Você pode ter, mas não pode ler

Quando você primeiro começa a escrever para o mundo, quer duas coisas: Que te leiam e que gostem do que você escreveu.

Quando a gente primeiro abre a gaveta e bota os papéis no mundo, a gente pensa no mundo, mas nunca pensa que algumas pessoas ao nosso redor também lerão.

Há dois anos eu comecei uma brincadeira no Wattpad e nunca supus que a minha mãe, ou a minha tia, ou a minha sogra, fossem ler. Eu coloquei coisas ali que eu sabia que eu gostaria que o público lesse, coisas que eu gostei de escrever, mas que, quando se trata da família da gente, a gente coloca os dois pés atrás.

Eis que a gente mais do que coloca o livro no mundo, o coloca para vender. E transforma o hobby em trabalho. E então lá se vão três exemplares, um para cada mulher da família. E você automaticamente repensa cada segundo que gastou na criação, revisão e apara de arestas porque vira pessoal. Não é mais a foto do face que inventou de escrever para o mundo, mas a filha da Dona Rosângela, neta da Dona Elza, esposa do Wagner. E quando a gente se vê atada a uma comunidade, o medo de ser rejeitada é muito maior.

Porque não se trata mais de pessoas que eu passei a conhecer, mas pessoas que conviveram comigo a vida inteira. Eu não escrevo mais como escrevia, eu não penso mais como pensava, mas para as pessoas que eu convivo, elas lerão aquilo e dirão – Então é isso o que você tem na cabeça, menina?

Se você soubesse, rapaz…

Eu lembro do como foi traumático e vexatório falar para a minha mãe da minha virgindade. Ela com aquele papo de “minha garotinha” eu querendo conhecer o mundo dos adultos. Ela com aquele lance de “não engravide, pelo amor de deus” e eu querendo saber o que vai dentro da roupa.

Pois é. E agora cá estou eu, nem pensando nas palavras que emendei e consegui fazer frases bonitas, nos pontos altos e baixos da escrita, dos re-rascunhos que atualizei, mas nas únicas dez páginas que meti gente transando.

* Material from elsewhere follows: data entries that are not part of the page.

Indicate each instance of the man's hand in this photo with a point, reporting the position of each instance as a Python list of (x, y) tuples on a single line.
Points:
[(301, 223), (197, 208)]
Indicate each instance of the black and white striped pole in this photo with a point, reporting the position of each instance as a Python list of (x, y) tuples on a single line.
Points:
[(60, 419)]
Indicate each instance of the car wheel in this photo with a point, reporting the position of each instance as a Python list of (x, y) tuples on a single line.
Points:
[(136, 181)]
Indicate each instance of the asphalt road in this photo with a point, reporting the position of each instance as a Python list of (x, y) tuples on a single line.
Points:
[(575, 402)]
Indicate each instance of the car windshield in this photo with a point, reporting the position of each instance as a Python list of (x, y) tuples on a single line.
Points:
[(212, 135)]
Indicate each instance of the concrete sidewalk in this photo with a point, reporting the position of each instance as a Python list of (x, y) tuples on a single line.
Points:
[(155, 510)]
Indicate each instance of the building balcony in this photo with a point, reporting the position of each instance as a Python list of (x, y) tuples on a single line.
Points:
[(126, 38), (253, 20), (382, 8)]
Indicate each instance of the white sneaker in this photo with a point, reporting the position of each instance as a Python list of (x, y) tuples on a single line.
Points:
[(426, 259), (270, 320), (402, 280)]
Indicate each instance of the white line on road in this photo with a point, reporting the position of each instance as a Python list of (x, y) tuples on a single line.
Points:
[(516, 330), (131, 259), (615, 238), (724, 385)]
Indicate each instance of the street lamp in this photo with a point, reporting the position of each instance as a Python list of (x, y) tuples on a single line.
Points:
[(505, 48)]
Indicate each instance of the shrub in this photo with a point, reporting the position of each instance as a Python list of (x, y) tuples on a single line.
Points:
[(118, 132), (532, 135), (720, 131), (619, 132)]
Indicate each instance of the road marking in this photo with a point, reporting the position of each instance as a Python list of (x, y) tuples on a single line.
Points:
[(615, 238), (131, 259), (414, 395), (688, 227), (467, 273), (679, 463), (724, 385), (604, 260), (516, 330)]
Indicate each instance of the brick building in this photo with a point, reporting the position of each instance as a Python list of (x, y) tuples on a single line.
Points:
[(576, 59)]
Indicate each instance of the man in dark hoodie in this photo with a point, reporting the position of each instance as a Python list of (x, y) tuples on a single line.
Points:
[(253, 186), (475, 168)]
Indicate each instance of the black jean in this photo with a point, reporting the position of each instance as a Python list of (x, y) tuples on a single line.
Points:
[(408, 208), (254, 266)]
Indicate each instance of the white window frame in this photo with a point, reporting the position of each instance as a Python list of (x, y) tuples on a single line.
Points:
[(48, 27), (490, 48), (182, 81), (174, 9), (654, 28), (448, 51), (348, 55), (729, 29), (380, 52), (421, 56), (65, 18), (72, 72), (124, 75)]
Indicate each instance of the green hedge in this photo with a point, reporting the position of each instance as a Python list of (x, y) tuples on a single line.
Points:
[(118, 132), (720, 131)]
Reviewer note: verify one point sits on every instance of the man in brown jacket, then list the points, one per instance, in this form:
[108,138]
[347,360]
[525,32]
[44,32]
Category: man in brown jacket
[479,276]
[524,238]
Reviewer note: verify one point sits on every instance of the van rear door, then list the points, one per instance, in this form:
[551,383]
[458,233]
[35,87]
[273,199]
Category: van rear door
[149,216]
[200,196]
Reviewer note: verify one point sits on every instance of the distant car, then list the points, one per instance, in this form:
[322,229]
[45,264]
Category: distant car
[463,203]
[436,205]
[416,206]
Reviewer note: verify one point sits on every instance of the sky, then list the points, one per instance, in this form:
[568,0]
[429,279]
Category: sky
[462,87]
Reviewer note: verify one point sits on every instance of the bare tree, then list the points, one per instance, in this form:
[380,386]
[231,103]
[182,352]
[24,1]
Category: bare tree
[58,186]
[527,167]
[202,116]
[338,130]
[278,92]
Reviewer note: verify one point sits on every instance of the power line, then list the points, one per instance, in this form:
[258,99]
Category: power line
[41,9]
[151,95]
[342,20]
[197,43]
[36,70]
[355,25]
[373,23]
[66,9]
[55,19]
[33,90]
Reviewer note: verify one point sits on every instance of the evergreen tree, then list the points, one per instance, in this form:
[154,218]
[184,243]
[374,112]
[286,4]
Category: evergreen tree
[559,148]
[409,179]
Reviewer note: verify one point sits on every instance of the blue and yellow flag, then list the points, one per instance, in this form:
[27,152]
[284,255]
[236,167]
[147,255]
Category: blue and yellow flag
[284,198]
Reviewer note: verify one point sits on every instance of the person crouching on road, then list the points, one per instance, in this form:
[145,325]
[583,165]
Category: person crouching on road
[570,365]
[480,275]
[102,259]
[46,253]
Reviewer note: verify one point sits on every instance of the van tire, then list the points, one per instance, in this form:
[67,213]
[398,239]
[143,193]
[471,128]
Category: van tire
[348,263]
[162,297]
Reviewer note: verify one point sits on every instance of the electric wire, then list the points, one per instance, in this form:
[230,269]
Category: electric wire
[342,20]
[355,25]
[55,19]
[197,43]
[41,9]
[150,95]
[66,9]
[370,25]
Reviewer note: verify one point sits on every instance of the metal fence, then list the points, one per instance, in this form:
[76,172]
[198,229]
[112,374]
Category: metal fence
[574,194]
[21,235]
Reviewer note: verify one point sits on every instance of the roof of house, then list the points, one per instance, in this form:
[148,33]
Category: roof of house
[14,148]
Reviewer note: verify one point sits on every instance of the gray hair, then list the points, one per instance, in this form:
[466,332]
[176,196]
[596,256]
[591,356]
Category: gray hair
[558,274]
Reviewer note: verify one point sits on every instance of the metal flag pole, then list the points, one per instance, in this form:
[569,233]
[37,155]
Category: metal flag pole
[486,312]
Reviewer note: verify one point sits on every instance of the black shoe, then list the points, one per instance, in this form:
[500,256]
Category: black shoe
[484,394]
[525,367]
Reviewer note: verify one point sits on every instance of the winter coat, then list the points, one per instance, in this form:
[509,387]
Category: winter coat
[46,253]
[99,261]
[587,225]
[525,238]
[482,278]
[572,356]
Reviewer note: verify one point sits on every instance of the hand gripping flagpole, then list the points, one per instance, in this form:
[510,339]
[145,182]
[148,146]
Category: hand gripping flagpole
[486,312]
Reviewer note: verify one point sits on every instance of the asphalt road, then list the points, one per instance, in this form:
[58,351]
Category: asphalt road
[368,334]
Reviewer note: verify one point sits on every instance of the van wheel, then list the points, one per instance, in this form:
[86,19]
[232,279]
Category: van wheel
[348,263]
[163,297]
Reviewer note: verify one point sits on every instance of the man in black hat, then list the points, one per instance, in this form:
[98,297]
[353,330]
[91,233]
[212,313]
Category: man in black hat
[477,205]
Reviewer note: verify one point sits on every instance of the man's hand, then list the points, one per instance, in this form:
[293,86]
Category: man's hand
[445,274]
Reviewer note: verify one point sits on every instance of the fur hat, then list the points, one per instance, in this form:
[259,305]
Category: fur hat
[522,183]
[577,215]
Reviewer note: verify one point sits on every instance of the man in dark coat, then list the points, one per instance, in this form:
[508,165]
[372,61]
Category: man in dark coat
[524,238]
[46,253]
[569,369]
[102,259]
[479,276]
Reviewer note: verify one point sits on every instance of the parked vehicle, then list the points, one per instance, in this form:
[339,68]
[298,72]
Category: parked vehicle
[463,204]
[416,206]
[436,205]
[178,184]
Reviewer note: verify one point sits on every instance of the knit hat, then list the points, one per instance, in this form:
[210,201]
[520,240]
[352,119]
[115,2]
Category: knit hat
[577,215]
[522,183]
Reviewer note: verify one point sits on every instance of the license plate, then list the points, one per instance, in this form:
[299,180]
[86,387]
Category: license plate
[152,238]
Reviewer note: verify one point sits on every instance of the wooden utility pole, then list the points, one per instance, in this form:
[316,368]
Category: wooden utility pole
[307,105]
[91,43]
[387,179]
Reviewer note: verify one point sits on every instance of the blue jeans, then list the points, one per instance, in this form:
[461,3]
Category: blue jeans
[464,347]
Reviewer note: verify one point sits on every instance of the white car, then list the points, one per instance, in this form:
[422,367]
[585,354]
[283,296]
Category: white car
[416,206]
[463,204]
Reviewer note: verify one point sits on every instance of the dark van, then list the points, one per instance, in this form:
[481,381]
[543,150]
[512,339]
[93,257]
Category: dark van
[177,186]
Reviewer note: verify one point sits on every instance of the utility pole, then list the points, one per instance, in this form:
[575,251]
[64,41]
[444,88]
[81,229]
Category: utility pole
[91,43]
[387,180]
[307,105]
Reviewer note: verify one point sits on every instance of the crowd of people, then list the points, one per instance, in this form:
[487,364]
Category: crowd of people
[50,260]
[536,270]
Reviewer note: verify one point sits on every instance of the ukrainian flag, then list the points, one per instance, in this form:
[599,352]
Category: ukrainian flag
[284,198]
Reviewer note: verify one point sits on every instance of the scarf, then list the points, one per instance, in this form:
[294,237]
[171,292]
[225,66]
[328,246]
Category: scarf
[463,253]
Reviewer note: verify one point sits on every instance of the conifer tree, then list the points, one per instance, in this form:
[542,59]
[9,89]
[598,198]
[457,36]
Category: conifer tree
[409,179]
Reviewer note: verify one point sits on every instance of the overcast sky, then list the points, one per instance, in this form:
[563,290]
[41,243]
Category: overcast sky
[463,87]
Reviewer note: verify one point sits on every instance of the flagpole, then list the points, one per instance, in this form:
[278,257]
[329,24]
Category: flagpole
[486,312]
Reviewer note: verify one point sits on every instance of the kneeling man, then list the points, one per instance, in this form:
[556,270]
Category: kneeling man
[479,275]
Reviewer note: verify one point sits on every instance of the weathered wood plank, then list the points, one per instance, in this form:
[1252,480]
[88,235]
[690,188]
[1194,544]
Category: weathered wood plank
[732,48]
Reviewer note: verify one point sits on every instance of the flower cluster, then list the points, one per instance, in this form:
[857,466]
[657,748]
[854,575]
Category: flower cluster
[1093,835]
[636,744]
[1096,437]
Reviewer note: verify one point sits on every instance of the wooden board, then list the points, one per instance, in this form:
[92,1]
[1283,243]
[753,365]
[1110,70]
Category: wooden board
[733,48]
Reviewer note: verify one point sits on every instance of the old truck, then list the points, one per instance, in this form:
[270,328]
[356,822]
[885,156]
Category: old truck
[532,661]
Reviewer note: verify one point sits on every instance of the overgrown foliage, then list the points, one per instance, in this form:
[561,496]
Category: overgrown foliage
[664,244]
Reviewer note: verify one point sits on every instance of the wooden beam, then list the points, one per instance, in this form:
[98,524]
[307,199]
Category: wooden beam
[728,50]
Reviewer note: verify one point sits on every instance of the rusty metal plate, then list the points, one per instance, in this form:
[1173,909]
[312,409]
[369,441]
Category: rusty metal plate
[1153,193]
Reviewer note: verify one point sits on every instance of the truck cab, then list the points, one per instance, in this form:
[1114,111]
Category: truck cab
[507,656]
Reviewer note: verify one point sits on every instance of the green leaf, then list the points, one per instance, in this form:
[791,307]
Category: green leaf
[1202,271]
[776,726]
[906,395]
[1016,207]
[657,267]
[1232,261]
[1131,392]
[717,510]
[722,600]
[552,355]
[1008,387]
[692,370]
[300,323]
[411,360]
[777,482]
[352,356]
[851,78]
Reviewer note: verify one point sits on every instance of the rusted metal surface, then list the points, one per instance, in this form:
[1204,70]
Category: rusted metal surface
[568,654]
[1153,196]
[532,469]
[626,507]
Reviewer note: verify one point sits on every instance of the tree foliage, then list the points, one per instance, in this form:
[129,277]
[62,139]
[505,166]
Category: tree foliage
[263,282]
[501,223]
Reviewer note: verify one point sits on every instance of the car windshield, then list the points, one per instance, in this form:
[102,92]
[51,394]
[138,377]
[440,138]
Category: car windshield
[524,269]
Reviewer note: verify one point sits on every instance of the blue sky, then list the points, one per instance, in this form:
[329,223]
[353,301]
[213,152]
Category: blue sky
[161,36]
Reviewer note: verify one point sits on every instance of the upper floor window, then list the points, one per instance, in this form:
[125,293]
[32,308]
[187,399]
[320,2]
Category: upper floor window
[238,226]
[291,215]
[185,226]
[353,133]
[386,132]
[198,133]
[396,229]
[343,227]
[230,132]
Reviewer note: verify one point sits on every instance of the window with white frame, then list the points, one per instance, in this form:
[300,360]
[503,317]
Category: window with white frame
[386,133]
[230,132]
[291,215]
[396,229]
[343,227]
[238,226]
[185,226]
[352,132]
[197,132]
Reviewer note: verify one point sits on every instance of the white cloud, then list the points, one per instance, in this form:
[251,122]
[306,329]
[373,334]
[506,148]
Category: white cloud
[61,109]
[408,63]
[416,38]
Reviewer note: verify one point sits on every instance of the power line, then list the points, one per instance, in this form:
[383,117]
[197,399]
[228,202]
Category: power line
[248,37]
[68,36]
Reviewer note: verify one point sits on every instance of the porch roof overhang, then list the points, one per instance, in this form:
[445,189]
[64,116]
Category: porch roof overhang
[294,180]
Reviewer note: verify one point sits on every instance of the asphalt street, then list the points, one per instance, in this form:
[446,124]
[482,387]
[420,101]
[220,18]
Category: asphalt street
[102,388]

E isso fica rodando na minha cabeça ad infinitum porque meu livro chegou lá no meu pai e ele tá todo orgulhoso porque a filhinha dele lançou um livro, a filinha dele tá se virando na vida.

Só que ele não abriu a desgracêra ainda, tá ligado? E quando abrir, ainda bem que ele mora em outra cidade: eu ainda lembro do dia em que ele conheceu meu namorado e a merda que foi aquilo.

a gente aceita que homem pense merda

Ele estaria se culpando tanto assim por meter *ops* gente transando no livro? Ele estaria toda hora pensando que alguém da família vai comentar que ele escreveu isso e aquilo?

Para a minha família teria sido natural. Ninguém nunca perguntou ao meu irmão se ele ainda era virgem. A gente pressupõe que não, mas não quer saber, no fundo. Só dá camisinha para ele e fala “pegue leve”. Porque ele é homem.

Escrever não é a pior parte, nunca é. Mas eu fico pensando no porquê eu tô me martirizando tanto com uma coisa que todo mundo faz, todo mundo vai fazer, todo mundo devia levar de boa, mas ninguém leva.

Me faz parecer uma menina de novo, que escreve no fundo do quarto pensando em nunca mostrar para o mundo, caneta e caderno, tocos e tocos de lápis, queimando enquanto atravessa a madrugada sem nunca ninguém ver.

E você não tem que passar por reuniões de família, nem telefonemas, rezando “por favor, não comente nada, por favor, não comente”.

  • Indira Arrais

    Como sempre, me identifiquei. Consegui fugir do meu pai, ele, até hoje, não sabe que eu escrevo. Mãinha leu os escritos da filhota dela, e grazadeus nunca comentou sobre as transações! Rs! E assim a vida segue.